The guy who teaches our kids' aikido classes has had to resign due to time pressures. We're taking the opportunity to re-make the program in a more sensible and disciplined way, so my teacher is taking over; but she offered/asked if I would be interested in doing it until I leave town. I helped in the classes yesterday, and I'm a bit short of enthusiastic; I'm teaching them on Monday, as she's out of town (a brown belt friend will help me), but I think I probably don't want another commitment right now, even a small one. Kids are draining.

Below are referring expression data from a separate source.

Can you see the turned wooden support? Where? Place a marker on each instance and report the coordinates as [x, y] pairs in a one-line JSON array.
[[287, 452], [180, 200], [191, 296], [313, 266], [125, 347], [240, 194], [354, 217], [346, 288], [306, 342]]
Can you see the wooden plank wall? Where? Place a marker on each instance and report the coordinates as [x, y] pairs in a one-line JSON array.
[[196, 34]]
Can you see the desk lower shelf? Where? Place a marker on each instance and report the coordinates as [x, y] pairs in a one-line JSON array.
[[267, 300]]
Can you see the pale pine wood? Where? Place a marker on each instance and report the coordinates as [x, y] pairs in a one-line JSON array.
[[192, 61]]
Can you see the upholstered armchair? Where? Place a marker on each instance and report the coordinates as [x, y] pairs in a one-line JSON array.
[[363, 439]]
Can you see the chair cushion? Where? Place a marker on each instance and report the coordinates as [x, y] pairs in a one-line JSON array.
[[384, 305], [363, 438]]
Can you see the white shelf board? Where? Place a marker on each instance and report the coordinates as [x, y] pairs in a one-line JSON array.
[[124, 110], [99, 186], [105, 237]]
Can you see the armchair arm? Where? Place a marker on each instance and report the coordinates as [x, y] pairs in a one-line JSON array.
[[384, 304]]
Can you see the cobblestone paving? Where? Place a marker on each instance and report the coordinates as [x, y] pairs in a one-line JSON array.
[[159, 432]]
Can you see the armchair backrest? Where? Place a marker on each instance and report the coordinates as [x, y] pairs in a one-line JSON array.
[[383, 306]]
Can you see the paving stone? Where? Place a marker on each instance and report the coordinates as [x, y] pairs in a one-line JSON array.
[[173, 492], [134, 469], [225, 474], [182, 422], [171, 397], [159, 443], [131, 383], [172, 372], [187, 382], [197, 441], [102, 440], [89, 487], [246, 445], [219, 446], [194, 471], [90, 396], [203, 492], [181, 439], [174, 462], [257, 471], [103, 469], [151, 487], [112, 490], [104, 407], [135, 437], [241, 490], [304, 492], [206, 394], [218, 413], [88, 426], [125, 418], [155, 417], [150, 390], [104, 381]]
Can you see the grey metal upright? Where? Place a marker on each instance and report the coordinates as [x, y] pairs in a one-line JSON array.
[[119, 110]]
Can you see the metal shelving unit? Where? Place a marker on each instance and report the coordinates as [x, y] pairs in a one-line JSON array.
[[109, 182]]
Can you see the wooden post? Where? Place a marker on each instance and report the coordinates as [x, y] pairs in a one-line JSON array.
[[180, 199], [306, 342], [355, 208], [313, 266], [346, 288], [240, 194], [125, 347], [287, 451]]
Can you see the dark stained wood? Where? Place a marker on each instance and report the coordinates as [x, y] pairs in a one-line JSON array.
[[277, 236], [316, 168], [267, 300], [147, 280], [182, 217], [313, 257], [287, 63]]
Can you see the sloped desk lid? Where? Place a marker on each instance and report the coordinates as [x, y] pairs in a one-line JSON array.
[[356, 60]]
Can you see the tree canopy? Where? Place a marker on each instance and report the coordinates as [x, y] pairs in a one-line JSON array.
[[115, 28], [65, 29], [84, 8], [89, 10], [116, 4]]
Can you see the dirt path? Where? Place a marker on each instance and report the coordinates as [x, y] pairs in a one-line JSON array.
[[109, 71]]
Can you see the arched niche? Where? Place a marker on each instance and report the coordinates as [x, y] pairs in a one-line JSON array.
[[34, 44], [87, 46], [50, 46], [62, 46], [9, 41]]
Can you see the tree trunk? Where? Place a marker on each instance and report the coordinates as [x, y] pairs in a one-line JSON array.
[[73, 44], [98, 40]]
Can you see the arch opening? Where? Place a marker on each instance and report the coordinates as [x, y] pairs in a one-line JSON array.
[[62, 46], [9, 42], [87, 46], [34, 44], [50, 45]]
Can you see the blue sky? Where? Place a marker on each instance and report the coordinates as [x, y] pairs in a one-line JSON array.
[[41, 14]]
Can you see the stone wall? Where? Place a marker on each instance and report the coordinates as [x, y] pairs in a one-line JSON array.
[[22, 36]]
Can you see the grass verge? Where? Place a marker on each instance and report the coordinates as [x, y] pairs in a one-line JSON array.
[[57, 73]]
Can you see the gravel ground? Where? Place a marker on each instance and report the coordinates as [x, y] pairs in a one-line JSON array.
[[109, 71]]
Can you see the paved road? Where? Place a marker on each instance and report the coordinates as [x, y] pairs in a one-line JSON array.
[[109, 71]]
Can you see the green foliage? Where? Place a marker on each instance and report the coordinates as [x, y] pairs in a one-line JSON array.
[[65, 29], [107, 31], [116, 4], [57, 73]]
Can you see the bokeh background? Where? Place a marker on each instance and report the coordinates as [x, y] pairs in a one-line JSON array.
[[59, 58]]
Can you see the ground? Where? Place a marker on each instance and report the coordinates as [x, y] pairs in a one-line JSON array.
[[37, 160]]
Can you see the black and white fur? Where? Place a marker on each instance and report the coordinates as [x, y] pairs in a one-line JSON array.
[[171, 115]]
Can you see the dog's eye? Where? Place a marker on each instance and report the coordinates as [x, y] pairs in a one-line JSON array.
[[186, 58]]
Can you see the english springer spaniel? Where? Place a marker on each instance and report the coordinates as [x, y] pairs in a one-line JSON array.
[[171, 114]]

Speaking of leaving town, WorldTeach called this morning, unusually enough, and said, "We've got some bad news, and some good news that will hopefully make the good news okay." It turns out my Chile program, DuocUC, has been canceled, based on a lot of thought and feedback from the volunteers of the past three years. She said that volunteers had certain expectations of what it meant to be working as a volunteer teacher, and Duoc didn't really meet those expectations: which is a feeling I've had myself. Duoc is an urban post-secondary institution, sort of in the continuing-education vein, and my sense is that normally teaching there would be a paid, professional position: it's not really aimed at people who don't have the resources to learn from professionals. That was a little irksome, but I figured it would still be worth the experience.
The good news is that for those of us who actually confirmed our participation in the Duoc program--apparently there were only a few of us who actually had our shit together--they're offering us places in the Chile Ministry program, with a scholarship to cover the difference in price. That program is in smaller settled areas, and the teaching is being the English-language assistant to a Chilean teacher instead of running my own classroom. So I dunno. I get a little tired thinking about it right now, so I'll let it sit; the other options are to try and go to Ecuador and Costa Rica.
Just to keep me on my toes.
I'm reading Born to Run, and you should too. It's laugh-out-loud funny, but also has a bunch of information and stories about the reality of modern running shoes, which is that, as with childbirth and diet, medicine and industry decided that millennia of culture and evolution have somehow left us defective as human beings, and it's only dumb luck we survived this long. Just like modern dietary recommendations have created the food-related problems we're now trying to solve, it turns out that modern running shoes have created modern running injuries. I'll stick to my $25 flat canvas Airwalks.